During one of the most important days of political campaigning for the upcoming presidential election, known as “Super Tuesday”, Minnesota voters proved once again that they are quite different politically than many other states. During caucus night we experienced lines from high schools and churches spread into the streets, and the amount of people coming out to caucus was shattered. This night was one of the biggest political days in recent history for Minnesota. In 2008, the number of Republican voters that attended the caucus was around 62,000. That record was shattered into a billion pieces as that number increased to 115,000, nearly doubling in size! With Democratic voters experiencing the same numbers it isn’t a surprise that voting lines were so long.

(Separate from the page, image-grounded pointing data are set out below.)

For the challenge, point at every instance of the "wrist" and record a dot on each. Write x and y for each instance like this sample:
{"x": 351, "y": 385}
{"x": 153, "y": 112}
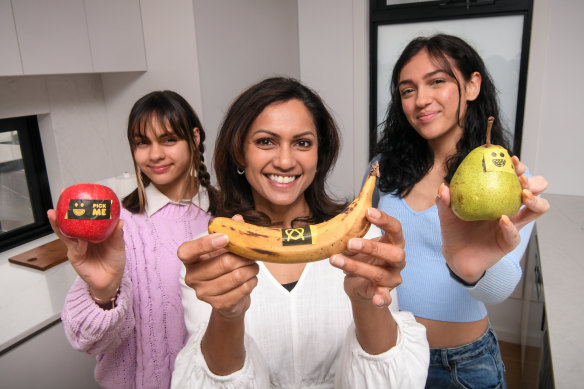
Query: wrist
{"x": 107, "y": 302}
{"x": 467, "y": 281}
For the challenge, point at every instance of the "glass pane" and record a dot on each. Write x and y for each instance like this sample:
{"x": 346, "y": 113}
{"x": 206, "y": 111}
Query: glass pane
{"x": 497, "y": 39}
{"x": 15, "y": 206}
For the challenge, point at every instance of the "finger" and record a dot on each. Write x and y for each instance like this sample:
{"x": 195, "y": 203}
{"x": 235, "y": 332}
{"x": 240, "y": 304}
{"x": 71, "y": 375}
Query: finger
{"x": 536, "y": 184}
{"x": 387, "y": 253}
{"x": 391, "y": 226}
{"x": 443, "y": 204}
{"x": 378, "y": 275}
{"x": 520, "y": 167}
{"x": 230, "y": 301}
{"x": 227, "y": 282}
{"x": 190, "y": 252}
{"x": 382, "y": 297}
{"x": 509, "y": 237}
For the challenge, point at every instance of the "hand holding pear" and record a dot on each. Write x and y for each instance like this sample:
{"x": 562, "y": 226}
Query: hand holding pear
{"x": 485, "y": 185}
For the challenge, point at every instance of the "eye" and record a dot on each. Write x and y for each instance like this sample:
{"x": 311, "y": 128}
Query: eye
{"x": 264, "y": 142}
{"x": 405, "y": 92}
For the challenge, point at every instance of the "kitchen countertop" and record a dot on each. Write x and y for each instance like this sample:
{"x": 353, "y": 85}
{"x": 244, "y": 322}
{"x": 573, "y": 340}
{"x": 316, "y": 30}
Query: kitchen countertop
{"x": 560, "y": 235}
{"x": 31, "y": 299}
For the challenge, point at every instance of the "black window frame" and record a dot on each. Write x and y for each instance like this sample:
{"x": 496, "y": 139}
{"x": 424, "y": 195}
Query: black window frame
{"x": 36, "y": 178}
{"x": 382, "y": 14}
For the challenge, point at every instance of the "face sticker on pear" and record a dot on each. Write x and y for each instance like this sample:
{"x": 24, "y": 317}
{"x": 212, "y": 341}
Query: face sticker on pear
{"x": 497, "y": 159}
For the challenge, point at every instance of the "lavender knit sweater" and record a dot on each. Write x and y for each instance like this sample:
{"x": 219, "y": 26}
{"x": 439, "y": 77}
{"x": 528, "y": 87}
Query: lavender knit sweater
{"x": 136, "y": 342}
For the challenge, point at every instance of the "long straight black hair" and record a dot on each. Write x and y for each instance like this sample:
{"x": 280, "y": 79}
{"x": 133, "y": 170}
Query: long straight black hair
{"x": 169, "y": 109}
{"x": 235, "y": 191}
{"x": 405, "y": 157}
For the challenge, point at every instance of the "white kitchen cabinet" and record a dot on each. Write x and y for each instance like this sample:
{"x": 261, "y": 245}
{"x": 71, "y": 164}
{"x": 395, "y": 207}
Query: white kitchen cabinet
{"x": 10, "y": 64}
{"x": 73, "y": 36}
{"x": 52, "y": 36}
{"x": 115, "y": 35}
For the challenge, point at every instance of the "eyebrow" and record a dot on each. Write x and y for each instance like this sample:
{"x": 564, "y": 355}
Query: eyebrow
{"x": 306, "y": 133}
{"x": 426, "y": 76}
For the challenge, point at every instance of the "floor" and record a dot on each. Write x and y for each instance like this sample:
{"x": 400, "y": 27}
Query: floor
{"x": 518, "y": 378}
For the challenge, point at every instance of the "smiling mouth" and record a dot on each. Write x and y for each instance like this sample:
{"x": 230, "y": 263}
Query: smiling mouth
{"x": 281, "y": 179}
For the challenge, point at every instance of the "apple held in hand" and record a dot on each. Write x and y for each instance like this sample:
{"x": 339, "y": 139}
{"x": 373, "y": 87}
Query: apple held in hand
{"x": 88, "y": 211}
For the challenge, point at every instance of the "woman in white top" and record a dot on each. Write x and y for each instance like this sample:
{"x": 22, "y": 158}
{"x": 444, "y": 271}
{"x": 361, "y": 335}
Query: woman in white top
{"x": 306, "y": 325}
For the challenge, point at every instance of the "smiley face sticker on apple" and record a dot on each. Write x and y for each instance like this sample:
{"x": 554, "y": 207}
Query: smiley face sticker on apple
{"x": 88, "y": 211}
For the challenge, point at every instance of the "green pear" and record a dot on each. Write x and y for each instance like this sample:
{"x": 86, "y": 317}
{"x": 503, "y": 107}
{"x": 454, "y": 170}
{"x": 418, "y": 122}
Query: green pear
{"x": 485, "y": 185}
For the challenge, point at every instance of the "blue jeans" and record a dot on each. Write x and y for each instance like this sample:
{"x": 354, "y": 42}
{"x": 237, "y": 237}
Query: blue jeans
{"x": 474, "y": 365}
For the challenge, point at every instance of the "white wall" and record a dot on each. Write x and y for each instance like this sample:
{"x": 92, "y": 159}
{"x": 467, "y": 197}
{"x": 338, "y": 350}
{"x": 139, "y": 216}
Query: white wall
{"x": 171, "y": 56}
{"x": 72, "y": 122}
{"x": 333, "y": 61}
{"x": 553, "y": 131}
{"x": 240, "y": 43}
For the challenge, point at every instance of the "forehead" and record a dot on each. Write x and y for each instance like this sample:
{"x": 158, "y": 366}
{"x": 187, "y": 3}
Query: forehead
{"x": 153, "y": 126}
{"x": 424, "y": 63}
{"x": 291, "y": 115}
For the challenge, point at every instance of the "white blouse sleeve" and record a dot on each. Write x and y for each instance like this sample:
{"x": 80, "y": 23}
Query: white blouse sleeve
{"x": 403, "y": 366}
{"x": 191, "y": 371}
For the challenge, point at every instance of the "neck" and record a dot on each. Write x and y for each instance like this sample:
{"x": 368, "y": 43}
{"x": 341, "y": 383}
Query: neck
{"x": 283, "y": 215}
{"x": 445, "y": 146}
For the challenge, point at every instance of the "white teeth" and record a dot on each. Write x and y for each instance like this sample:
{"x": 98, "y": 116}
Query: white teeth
{"x": 281, "y": 179}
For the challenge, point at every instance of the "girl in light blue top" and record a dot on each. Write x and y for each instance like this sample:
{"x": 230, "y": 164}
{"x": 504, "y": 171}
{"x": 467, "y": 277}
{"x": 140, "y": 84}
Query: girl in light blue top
{"x": 441, "y": 98}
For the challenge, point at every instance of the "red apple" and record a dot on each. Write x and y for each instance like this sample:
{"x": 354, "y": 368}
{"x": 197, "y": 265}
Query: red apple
{"x": 88, "y": 211}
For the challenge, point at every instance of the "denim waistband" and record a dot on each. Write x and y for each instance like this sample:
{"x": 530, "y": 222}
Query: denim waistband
{"x": 464, "y": 352}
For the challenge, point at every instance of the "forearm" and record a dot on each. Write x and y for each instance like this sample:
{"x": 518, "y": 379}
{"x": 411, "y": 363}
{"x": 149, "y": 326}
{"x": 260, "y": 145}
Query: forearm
{"x": 375, "y": 327}
{"x": 223, "y": 344}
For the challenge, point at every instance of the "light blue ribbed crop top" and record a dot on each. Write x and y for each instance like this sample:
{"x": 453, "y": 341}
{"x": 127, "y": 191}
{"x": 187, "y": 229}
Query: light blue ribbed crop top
{"x": 427, "y": 289}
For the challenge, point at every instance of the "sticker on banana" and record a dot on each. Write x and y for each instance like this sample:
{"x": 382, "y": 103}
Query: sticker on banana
{"x": 301, "y": 244}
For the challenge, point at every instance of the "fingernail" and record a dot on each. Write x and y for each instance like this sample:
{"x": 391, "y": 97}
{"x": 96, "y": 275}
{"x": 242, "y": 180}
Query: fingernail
{"x": 374, "y": 213}
{"x": 219, "y": 240}
{"x": 337, "y": 261}
{"x": 439, "y": 194}
{"x": 355, "y": 244}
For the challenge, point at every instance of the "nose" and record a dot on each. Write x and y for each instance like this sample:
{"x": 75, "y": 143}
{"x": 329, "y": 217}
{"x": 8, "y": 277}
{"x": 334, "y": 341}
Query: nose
{"x": 156, "y": 152}
{"x": 284, "y": 159}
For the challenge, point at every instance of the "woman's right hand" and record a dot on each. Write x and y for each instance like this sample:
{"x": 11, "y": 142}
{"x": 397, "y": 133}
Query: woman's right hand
{"x": 100, "y": 265}
{"x": 220, "y": 278}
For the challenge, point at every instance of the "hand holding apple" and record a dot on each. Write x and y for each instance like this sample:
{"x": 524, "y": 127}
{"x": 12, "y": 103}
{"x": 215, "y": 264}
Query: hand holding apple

But let’s get to what was most important, the results. Minnesota voters proved that they are not big supporters of the front running candidates. On the Democratic side of things there were really only two possible candidates you could cast your vote for, Bernie Sanders or Hillary Clinton. After it was all said and done, there was no question about it, Bernie Sanders was able to take Minnesota with 63% of the votes, which was a huge win for his campaign. During Super Tuesday Sanders was also able to capture wins in Colorado, Oklahoma, and Vermont. Meanwhile, Hillary Clinton was able to claim more victories as she won in Alabama, Arkansas, Georgia, Tennessee, Texas, and Virginia. Currently Clinton is leading Sanders in the delegate count and the upcoming states like California will be vital if Sanders wants a chance at the Democratic nomination.

Rubio10With a record Republican turnout this year, you would think that a large portion of that crowd would be new incoming voters who have had their eyes opened by Donald Trump, however that most certainly was not the case. Republican voters did not show Trump the amount of love that they have in many other states. Here, Marco Rubio took the crown with 36% of the votes, with Ted Cruz coming in second with 29%, and finally Trump third with 21%. Minnesota would be the only state that Rubio would claim on Super Tuesday, as Trump and Cruz would take the wins in all the others. Donald Trump is currently leading the Republicans with 460 delegates, while Cruz is in second with 370, and Rubio in third with 163. Just like the Democrats, the Republican party will rely on the upcoming states to really determine who will get that nomination.